The European Commission announced on 29 July this year that it has opened an in-depth investigation to determine whether the United Kingdom's plans to restructure Royal Mail, the incumbent postal operator, by relieving it of its "pension deficit" and consolidating its balance sheet are in line with EU state aid rules.  

Following the full market opening as of 31 December 2010 for the majority of Member States (by virtue of Directive 2008/06/EC), the European Commission announced on 29 July 2011 that it has opened an in-depth investigation to determine whether the UK government’s plans to restructure Royal Mail comply with European Union state aid rules.

As part of the postal operator’s privatization, the United Kingdom intends to relieve Royal Mail of its “pension deficit” (estimated to be £8 billion) and consolidate its balance sheet, including restructuring the company’s £1.7 billion debt and the provision of a revolving credit facility.
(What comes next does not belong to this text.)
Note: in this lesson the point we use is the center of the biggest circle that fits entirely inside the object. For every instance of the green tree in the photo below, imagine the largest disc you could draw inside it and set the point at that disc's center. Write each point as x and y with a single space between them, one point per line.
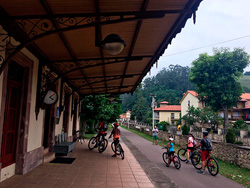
140 109
94 107
216 78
These measures were notified to the Commission in June 2011.

The UK government claims that the notified measures are in line with EU Guidelines on state aid for rescuing and restructuring firms in difficulty.

At this stage, the Commission has doubts that Royal Mail’s restructuring plan has adequate measures in place for mitigating any distortions of competition brought about by the state intervention and for guaranteeing a sufficient amount of its own contribution to the cost of restructuring. According to the Commission, the restructuring plan could give Royal Mail an unfair advantage, which would have a distorting effect on competition among postal operators in the Internal Market.

It should be noted that the United Kingdom is not the only Member State which finances its postal sector. The Commission is currently also examining measures in favour of the Belgian post incumbent bpost and the German postal incumbent Deutsche Post. The scope of the investigation into Deutsche Post has recently been extended to cover the financing of certain pension costs.